= St John Ambulance India =

St. John Ambulance India is the first aid, ambulance and nursing wing of the Indian Red Cross Society. It arose as the local Indian branch of the international St. John Ambulance movement headquartered in the United Kingdom, but in the years since Indian independence it has severed official links with the Order of St John. It has its national headquarters in Delhi and operates as a federation. There are two operational wings often called the Association Wing (which delivers first aid training) and the Brigade Wing (which delivers First Aid at public events).

St John Ambulance India is made up of: 23 State centres, 9 railway centres, 3 Union centres and over 670 regional, district and local centres of the Association. 29 districts comprising over 2,400 divisions and corps where St John volunteers are trained to deliver First Aid.

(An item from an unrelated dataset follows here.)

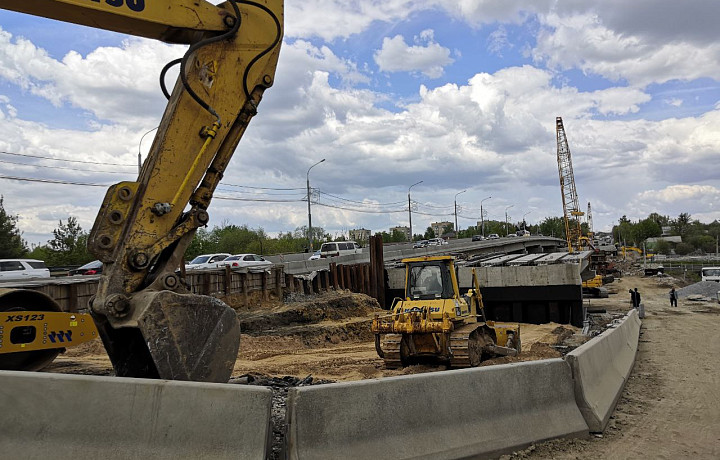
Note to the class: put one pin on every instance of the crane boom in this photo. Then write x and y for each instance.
(571, 205)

Primarily, St John Ambulance India delivers First Aid training and in 2010, St John India trained a total of 229,372 adults in First Aid as well as 2,593 children and young people and treated a total of 216,697 patients throughout the year.

==Background==

Surgeon-Major William George Nicholas Manley of the Royal Regiment of Artillery established St John Ambulance in 1873. In 1912, the St John Ambulance Association was granted autonomy and the Council was created. The first Nursing division was established in 1913 and the first Cadet division in 1925. Prior to 1934, St John Ambulance and the Indian Red Cross maintained separate identities although they undertook joint relief work. The two organisations became affiliated in 1934 to ensure harmonious relations between the two bodies, to avoid overlapping and to ensure that ambulance work was given its rightful place in conjunction with Red Cross responsibilities. At independence, the Indian St John Council was granted entire control over the work that was being carried out in 526 divisions.

St. John Ambulance (Parsi Ambulance Division) was first started in Bombay in 1902. St. John Ambulance activities started in Calcutta around 1905 and 1910.

St. John Ambulance National Activities started in 1912. In Bengal, when St. John Ambulance activities started, it had its units in all the districts of Bengal (including East Bengal, now Bangladesh).